The pilot needs more participants so it can be effectively evaluated, too. Even if the program results in several hundred Medicaid beneficiaries better managing their diabetes, HOP will never go statewide if researchers can’t translate those benefits into reduced Medicaid costs in a statistically significant way.
Even that might not be enough to expand the program across North Carolina; federal regulators would also have to approve it, and the General Assembly would have to provide a portion of the funding. DHHS has not given an estimate on how much it would cost to run the program statewide.

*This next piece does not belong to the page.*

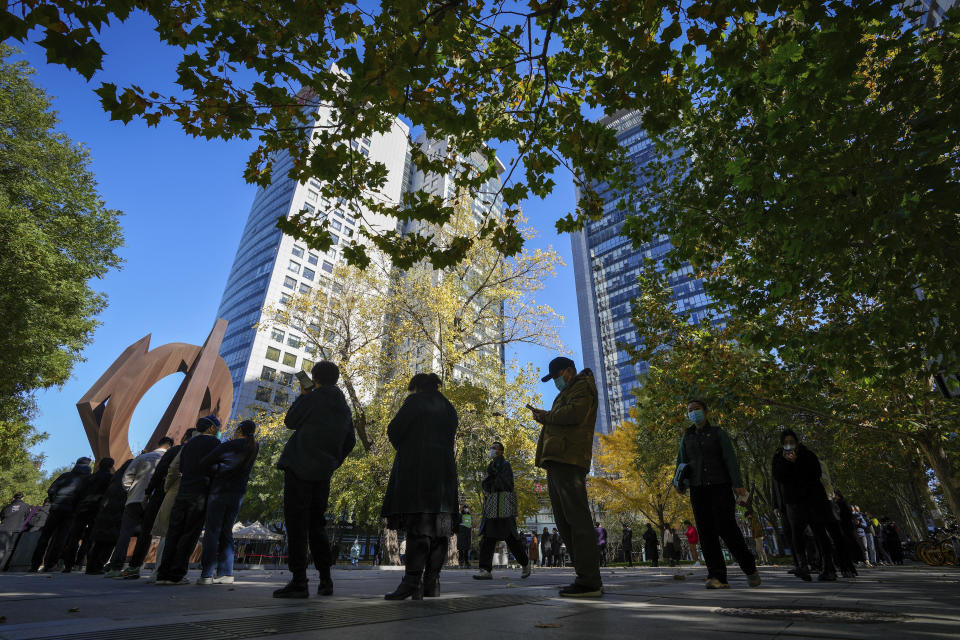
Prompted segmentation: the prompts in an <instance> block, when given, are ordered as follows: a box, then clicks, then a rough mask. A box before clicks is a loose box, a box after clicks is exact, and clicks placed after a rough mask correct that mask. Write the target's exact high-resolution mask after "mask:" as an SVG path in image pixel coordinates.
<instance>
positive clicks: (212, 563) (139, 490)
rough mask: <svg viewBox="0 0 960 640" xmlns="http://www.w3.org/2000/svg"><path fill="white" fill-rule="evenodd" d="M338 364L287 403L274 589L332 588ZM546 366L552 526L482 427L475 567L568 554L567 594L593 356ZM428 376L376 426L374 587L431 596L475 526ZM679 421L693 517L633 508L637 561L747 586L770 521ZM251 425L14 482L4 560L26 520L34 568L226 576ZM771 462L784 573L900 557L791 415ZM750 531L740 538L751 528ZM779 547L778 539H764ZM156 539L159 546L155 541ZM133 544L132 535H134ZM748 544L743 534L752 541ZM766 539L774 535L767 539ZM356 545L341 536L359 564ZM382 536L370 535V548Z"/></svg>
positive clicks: (840, 567) (630, 530)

A key question for both of them will be whether this complicated, hands-on, community-focused program can demonstrate cost effectiveness.
“That’s a lot of money to prove that giving people food security and transportation and a safe place to live makes them healthier,” said state Senator Jim Burgin, a Republican co-chair of the Joint Legislative Oversight Committee on Health and Human Services. He supports the program but questioned whether the $650 million would be better and more quickly used if it was applied to the whole state, rather than just the three regions. “We have a limited time to spend it. I don’t want to waste it.”
But DHHS—which intends to ask the legislature for $102 million in the upcoming budget to fund the next two years—says the program is gaining momentum. “We did purposefully ramp up the pilots slowly; we wanted some time to iron out the kinks before we had an influx of enrollees,” said Van Vleet. “Now that we see they’re OK, we’re working with all of our partners to try to grow enrollment from many different angles.”
For providers on the ground, the immediate impacts seem clear. “I’ve had people tell me the boxes are a blessing to them because now they can afford their medicine,” said ABC2’s Williams. “They’re saying they’re eating better, losing weight. Before, it was too expensive.”
And they are telling others, he said. “They say, ‘This is really nice produce…A real healthy box.’”
Amanda Abrams is a freelance journalist in Durham, N.C.